A chefe do vilarejo onde fica o instituto de ensino confirmou a prática e afirmou que as mães e os pais das jovens são coagidos a enviar as filhas à fábrica. Ali trabalham também mulheres adultas com idades que variam entre 30 e 40 anos. Todas permanecem nas instalações em tempo integral, sendo a maioria da etnia uigur. Há ainda cerca de 15 chineses da etnia han, que é maioria no país.

No caso das menores, o trabalho é fiscalizado por uma mulher apelidada de “professora”, que tem a fama de ser dura com as funcionárias. “A ‘professora’ é conhecida por ter um temperamento muito ruim. Ela agride fisicamente as trabalhadoras usando um bastão como meio de infligir danos”, disse a testemunha. “As trabalhadoras vivem com medo dela, e devido ao ambiente intimidador ninguém se atreve a fugir.”

Urumqi, capital de Xinjiang, com as montanhas de Yamalik ao fundo (Foto: Wikimedia Commons)

Houve recentemente um caso de adolescentes que conseguiram escapar da fábrica e voltar para casa, mas a liberdade durou pouco tempo. Elas foram localizadas e levadas de volta, sob a ameaça de que os país seriam enviados a campos de “reeducação” caso as jovens se recusassem a trabalhar.
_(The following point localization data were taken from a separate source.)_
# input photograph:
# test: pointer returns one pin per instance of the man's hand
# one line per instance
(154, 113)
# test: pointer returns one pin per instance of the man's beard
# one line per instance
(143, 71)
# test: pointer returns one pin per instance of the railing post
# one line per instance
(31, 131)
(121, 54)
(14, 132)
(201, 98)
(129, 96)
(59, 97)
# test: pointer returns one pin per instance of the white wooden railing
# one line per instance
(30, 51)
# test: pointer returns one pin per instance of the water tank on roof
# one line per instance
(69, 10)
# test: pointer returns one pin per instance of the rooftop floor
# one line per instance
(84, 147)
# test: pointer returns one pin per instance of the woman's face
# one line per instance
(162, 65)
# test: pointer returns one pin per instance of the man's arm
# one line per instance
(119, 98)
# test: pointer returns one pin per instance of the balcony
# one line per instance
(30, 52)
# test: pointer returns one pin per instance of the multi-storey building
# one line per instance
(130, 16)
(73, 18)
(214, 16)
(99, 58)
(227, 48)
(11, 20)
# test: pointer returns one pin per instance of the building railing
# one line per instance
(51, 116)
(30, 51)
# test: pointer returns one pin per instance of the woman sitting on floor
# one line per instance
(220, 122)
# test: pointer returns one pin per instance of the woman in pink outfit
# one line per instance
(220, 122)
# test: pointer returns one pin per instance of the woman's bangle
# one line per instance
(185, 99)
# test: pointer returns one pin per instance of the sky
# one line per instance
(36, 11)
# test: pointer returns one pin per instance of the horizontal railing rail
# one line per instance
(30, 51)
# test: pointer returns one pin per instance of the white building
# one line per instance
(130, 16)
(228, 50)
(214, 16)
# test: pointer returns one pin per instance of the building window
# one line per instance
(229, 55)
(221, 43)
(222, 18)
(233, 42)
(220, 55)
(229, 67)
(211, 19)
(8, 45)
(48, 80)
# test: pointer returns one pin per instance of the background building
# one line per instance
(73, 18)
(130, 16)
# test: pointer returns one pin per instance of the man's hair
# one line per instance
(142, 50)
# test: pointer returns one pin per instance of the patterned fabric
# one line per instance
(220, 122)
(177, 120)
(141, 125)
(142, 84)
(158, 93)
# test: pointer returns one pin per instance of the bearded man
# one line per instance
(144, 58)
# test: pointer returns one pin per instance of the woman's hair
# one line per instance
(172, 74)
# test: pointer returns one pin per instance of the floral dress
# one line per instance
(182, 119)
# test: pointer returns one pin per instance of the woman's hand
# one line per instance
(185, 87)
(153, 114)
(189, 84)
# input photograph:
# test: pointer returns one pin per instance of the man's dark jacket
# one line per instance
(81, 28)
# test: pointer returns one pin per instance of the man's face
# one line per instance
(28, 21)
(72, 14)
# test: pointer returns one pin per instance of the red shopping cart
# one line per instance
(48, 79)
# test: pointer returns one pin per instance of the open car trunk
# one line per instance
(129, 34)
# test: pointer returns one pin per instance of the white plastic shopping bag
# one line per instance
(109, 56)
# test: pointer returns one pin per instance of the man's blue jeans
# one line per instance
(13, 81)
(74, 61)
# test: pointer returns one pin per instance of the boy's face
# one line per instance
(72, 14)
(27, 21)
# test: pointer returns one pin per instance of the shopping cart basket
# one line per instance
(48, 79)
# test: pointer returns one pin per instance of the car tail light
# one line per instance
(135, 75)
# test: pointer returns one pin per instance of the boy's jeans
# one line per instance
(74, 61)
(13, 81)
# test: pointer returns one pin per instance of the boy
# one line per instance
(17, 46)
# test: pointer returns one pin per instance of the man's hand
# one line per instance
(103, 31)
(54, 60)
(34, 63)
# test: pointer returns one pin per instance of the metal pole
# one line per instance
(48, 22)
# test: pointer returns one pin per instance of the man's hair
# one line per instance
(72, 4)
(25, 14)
Na fábrica, o dia de trabalho vai das 7h às 23h, com uma hora de intervalo para almoço e mais uma para jantar. O salário mensal varia entre 300 (R$ 201) e 400 yuans (R$ 268), segundo um guarda que trabalha nas instalações e que confirmou o acordo entre a fábrica e a escola. Dois funcionários estatais de Yarkant ratificaram a informação, dizendo que o contrato é “segredo de Estado”.

Denúncias da ONU

A denúncia de que uigures são submetidos a trabalho forçado em Xinjiang é parte de acuações mais amplas contra o governo da China no que tange ao tratamento dispensado aos uigures. Em agosto do ano passado, um documento publicado pela ONU (Organização das Nações Unidas) classificou a situação da minoria muçulmana em Xinjiang como uma “escravidão moderna”.

Segundo o relatório, os trabalhadores uigures sofrem “vigilância excessiva, condições de vida e trabalho abusivas, restrição de movimento por meio de internamento, ameaças, violência física e/ou sexual e outros tratamentos desumanos ou degradantes.”

Alguns dias depois, um relatório mais amplo e há muito aguardado, assinado pela então alta comissária da ONU para os direitos humanos, Michelle Bachelet, reforçou a alegação de que “graves violações dos direitos humanos têm sido cometidas em Xinjiang“ por Beijing.

O documento assinado por Bachelet, fruto de uma visita histórica que ela fez à região autônoma em maio de 2022, afirmau ainda que os “padrões de tortura ou maus-tratos, incluindo tratamento médico forçado e condições adversas de detenção, são confiáveis, assim como as alegações de incidentes individuais de violência sexual e de gênero.”

Por que isso importa?

A comunidade uigur é uma minoria muçulmana de raízes turcas que habita a região autônoma de Xinjiang, no noroeste da China. A província faz fronteira com países da Ásia Central, com quem divide raízes étnicas e linguísticas.

Os uigures, cerca de 11 milhões, enfrentam discriminação da sociedade e do governo chinês e são vistos com desconfiança pela maioria han, que responde por 92% dos chineses. Denúncias dão conta de que Beijing usa de tortura, esterilização forçada, trabalho obrigatório e maus tratos para realizar uma limpeza étnica e religiosa em Xinjiang.

Estimativas apontam que um em cada 20 uigures ou cidadãos de minoria étnica já passou por campos de detenção de forma arbitrária desde 2014.

O governo de Joe Biden, nos EUA, foi o primeiro a usar o termo “genocídio” para descrever as ações da China em relação aos uigures. Em seguida, Reino Unido e Canadá também passaram a usar a designação, e mais recentemente a Lituânia se juntou ao grupo.

A China nega as acusações de que comete abusos em Xinjiang e diz que as ações do governo na região têm como finalidade a educação contraterrorismo, a fim de conter movimentos separatistas e combater grupos extremistas religiosos que eventualmente venham a planejar ataques terroristas no país.

O porta-voz do Ministério das Relações Exteriores da China Zhao Lijian afirma que o trabalho forçado uigur é “a maior mentira do século”. “Os Estados Unidos tanto criam mentiras quanto tomam ações flagrantes com base em suas mentiras para violar as regras do comércio internacional e os princípios da economia de mercado”, disse ele.